Attorneys Question Use of Texas Execution Drugs

Attorneys for two condemned Texas inmates accused state prison officials Wednesday of violating federal law for more than 25 years by improperly acquiring drugs used for executions.

The Texas Department of Criminal Justice has been buying drugs for lethal injections using a federal registration number assigned to a prison hospital that hasn't existed since 1983, according to letters sent to U.S. Attorney General Eric Holder and Texas Department of Public Safety Director Steve McCraw.

The allegations were raised by Maurie Levin, a University of Texas Law School professor, and Sandra Babcock, a law professor at Northwestern University. They represent Texas death row inmates Cleve Foster and Humberto Leal and pose the latest legal challenge to blocking Foster's execution, set for Tuesday. Leal has an execution date in July.

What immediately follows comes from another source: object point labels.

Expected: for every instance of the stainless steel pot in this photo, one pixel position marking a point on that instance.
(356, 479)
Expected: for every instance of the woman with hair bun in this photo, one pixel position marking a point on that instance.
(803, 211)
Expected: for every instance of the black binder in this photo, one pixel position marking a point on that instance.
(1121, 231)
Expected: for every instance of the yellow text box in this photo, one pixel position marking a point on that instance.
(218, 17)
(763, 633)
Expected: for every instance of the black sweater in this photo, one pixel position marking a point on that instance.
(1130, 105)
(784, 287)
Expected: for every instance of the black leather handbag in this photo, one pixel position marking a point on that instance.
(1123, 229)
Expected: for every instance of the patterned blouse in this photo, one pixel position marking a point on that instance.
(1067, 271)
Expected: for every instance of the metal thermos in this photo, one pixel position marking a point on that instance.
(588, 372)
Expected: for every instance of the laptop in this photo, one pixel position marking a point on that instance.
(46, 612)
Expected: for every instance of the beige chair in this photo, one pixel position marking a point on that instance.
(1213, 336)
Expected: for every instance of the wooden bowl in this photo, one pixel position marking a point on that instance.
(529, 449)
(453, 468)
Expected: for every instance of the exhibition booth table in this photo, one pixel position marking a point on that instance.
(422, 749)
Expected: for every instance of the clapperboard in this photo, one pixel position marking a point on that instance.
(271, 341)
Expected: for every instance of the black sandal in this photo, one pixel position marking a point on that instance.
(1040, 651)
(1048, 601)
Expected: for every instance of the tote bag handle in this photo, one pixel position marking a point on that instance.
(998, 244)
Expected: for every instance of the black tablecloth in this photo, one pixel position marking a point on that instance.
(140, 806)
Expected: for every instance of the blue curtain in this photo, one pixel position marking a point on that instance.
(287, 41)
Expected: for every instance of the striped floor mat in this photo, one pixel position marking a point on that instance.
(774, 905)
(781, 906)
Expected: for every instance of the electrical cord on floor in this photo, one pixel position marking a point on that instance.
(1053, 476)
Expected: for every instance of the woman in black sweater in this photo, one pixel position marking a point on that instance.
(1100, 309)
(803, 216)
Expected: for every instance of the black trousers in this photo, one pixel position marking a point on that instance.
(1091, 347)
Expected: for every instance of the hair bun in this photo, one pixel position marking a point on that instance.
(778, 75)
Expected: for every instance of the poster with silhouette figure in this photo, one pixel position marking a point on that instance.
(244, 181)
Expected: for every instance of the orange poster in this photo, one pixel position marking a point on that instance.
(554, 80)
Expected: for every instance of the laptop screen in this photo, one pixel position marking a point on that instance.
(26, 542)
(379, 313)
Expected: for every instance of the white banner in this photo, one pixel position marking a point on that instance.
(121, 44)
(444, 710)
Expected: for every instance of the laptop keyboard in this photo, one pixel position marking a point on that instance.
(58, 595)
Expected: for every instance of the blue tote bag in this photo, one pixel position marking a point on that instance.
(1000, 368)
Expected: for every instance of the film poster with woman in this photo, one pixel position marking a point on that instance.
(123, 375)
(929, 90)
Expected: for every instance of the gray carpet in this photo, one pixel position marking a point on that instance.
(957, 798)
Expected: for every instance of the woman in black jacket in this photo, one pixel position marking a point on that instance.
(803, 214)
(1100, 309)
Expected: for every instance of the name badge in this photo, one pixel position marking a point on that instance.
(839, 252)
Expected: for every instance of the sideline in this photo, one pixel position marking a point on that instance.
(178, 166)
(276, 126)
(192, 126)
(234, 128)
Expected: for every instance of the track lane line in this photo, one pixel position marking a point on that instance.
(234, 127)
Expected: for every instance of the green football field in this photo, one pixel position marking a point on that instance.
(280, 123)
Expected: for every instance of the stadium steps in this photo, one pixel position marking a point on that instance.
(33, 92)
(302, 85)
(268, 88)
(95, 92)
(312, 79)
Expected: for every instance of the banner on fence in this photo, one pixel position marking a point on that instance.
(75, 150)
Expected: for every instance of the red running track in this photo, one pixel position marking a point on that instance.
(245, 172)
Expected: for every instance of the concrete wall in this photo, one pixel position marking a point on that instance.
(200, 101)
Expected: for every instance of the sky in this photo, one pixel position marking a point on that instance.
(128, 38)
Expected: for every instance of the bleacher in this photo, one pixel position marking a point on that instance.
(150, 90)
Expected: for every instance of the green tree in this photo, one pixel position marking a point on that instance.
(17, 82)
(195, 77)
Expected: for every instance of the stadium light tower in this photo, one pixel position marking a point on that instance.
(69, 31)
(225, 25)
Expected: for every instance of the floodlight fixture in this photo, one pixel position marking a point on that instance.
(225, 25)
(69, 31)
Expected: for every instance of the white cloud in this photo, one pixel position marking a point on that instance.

If the prison system is found to have violated the law, the federal Drug Enforcement Agency could revoke its permission to possess controlled substances and order the prison system to surrender any controlled substances, the attorneys said. That presumably could block lethal injections, at least for the near future.

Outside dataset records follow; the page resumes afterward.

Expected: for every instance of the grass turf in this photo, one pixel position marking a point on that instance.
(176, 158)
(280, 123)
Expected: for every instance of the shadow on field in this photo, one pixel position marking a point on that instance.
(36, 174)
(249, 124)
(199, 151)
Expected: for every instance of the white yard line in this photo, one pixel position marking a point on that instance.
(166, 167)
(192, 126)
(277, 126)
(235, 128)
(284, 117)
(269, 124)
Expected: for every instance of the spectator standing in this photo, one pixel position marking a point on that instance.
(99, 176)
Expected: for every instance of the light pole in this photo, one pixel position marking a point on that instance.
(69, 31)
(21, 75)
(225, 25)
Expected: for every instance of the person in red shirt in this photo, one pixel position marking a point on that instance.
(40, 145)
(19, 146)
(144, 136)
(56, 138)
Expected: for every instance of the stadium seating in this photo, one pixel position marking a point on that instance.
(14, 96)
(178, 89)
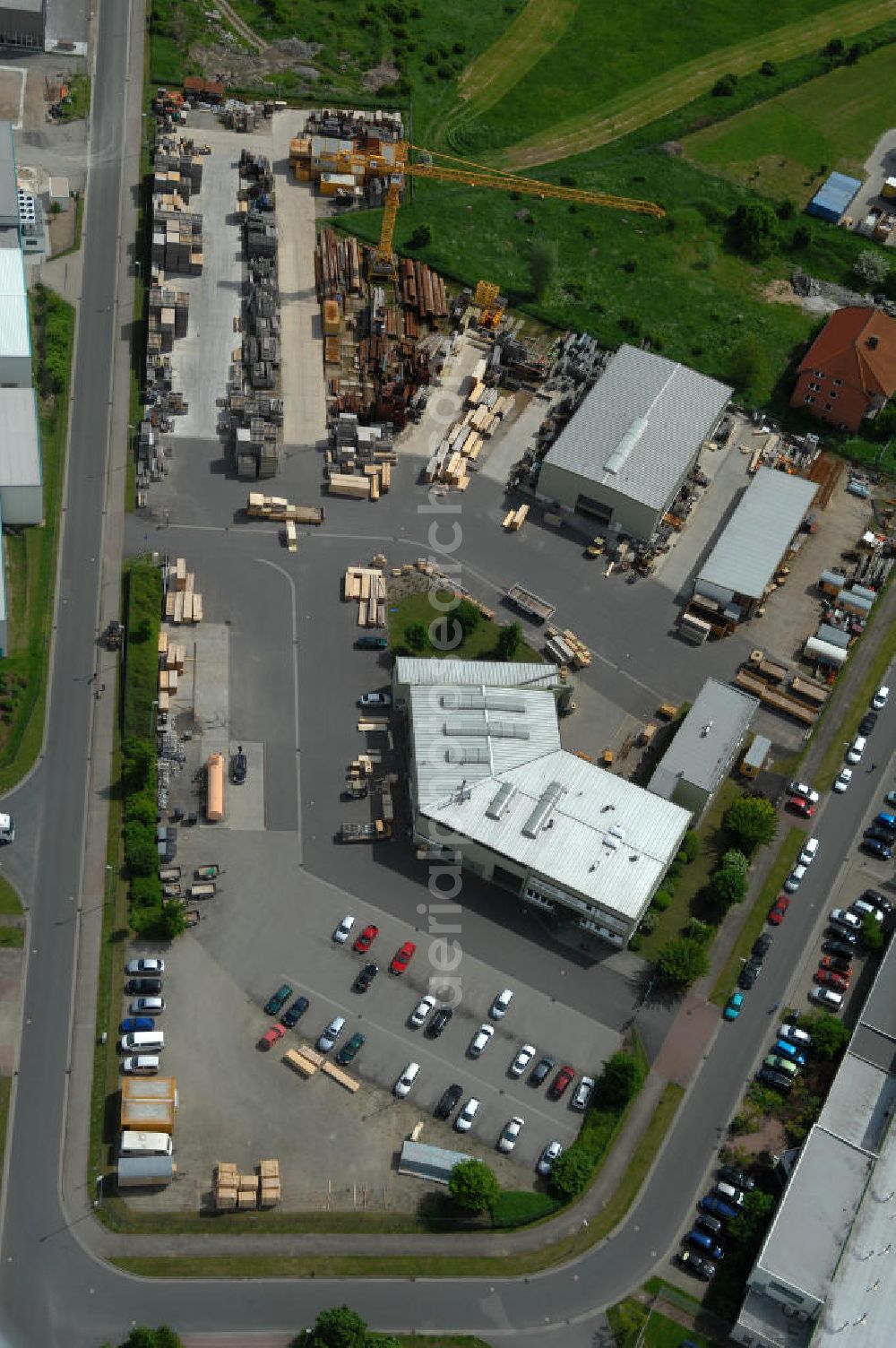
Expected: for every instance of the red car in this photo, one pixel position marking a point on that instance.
(778, 910)
(366, 940)
(837, 965)
(275, 1033)
(401, 957)
(829, 979)
(561, 1083)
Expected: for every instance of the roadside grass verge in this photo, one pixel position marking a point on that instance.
(31, 553)
(754, 922)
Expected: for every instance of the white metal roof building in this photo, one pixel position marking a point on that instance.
(15, 337)
(754, 540)
(703, 748)
(21, 467)
(574, 840)
(633, 443)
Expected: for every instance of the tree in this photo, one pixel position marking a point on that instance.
(473, 1187)
(417, 636)
(339, 1328)
(754, 229)
(570, 1174)
(829, 1035)
(508, 642)
(681, 962)
(872, 267)
(542, 264)
(751, 821)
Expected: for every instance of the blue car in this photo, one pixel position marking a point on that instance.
(135, 1024)
(705, 1243)
(717, 1206)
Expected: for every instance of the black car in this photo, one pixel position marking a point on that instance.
(366, 978)
(540, 1070)
(449, 1102)
(238, 766)
(296, 1013)
(778, 1080)
(730, 1174)
(143, 986)
(839, 948)
(438, 1022)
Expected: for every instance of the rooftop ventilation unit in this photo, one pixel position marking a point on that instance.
(500, 802)
(540, 815)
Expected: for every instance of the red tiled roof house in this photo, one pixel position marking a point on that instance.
(849, 371)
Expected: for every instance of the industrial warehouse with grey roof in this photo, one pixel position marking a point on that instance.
(583, 845)
(759, 534)
(628, 449)
(703, 748)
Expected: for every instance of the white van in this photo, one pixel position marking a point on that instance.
(144, 1041)
(146, 1145)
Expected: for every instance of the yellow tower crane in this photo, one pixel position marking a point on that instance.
(480, 176)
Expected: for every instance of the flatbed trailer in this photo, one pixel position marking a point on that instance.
(531, 604)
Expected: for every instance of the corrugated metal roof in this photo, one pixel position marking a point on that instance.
(641, 427)
(706, 739)
(754, 538)
(21, 443)
(412, 670)
(601, 837)
(15, 339)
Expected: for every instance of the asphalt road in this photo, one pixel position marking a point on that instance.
(53, 1292)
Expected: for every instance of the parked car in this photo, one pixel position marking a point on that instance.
(828, 999)
(468, 1114)
(542, 1069)
(344, 929)
(350, 1050)
(438, 1022)
(448, 1102)
(422, 1010)
(521, 1062)
(144, 967)
(296, 1013)
(366, 938)
(366, 978)
(401, 957)
(480, 1040)
(548, 1155)
(582, 1095)
(510, 1134)
(407, 1078)
(778, 910)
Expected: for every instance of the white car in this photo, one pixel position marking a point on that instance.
(825, 998)
(144, 967)
(792, 880)
(468, 1114)
(407, 1078)
(856, 749)
(547, 1158)
(422, 1010)
(521, 1059)
(511, 1133)
(480, 1040)
(344, 929)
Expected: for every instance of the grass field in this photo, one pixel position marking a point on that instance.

"It's not just that they improperly obtained the drugs, they violated the law, for more than 20 years," Levin said.

"We will cooperate fully with any investigation," spokesman Jason Clark said from the prison system's headquarters in Huntsville. "We are still reviewing the allegations but are confident that we have not violated any state or federal law."

In their letters to Holder and McCraw, Levin and Babcock asked for an investigation of whether a DEA registration number assigned to the prison system's Huntsville Unit Hospital has been used to acquire the drugs the state has used for lethal injections for the past quarter-century. They said the hospital has been closed since 1983.

"The Texas Department of Criminal Justice is charged with the secure custody of those who have broken the laws and the carrying out of executions by lethal injection," the attorneys wrote. "Any indication that they are violating the law is cause for alarm and immediate action."

They also contended the controlled substances used for executions were kept at the Huntsville Unit, where the punishments are carried out, by prison staff not authorized to possess them.

A day earlier, the inmates' lawyers filed suit challenging the state's change of a drug that would be used in the lethal mixture for executions, arguing criminal justice department officials failed to comply with proper administrative procedures when they announced two weeks ago that pentobarbital -- a drug used to euthanize animals -- would replace sodium thiopental as one of three drugs used in executions.

A nationwide shortage of the sedative sodium thiopental is prompting the drug change.

Foster would be the first Texas inmate to have pentobarbital used as part of the lethal injection.

Foster, 47, was one of two men linked to the slayings nine years ago of two women in Fort Worth. He's set to die for the February 2002 murder of Nyanuer Pal, 30, a Sudanese woman he and a friend met in a bar. Foster has denied any part in her abduction and shooting death.

Leal, 38, from Monterrey, Mexico, was condemned for the 1994 abduction, rape and beating death of Adria Sauceda, 16, of San Antonio.

The lawsuit, filed in state district court in Austin, seeks a hearing and a court order to block the new procedure and require executions be carried out under the previous rules mandating the now unavailable sodium thiopental as one of the drugs. There has been no action on it, Levin said Wednesday.

Oklahoma has changed its execution procedure to include pentobarbital as part of a similar three-drug mixture that also employs the paralytic drug pancuronium bromide and potassium chloride, which stops the heart. Ohio uses the pentobarbital exclusively to carry out its capital punishment. The procedure in each of those states has been cleared by courts.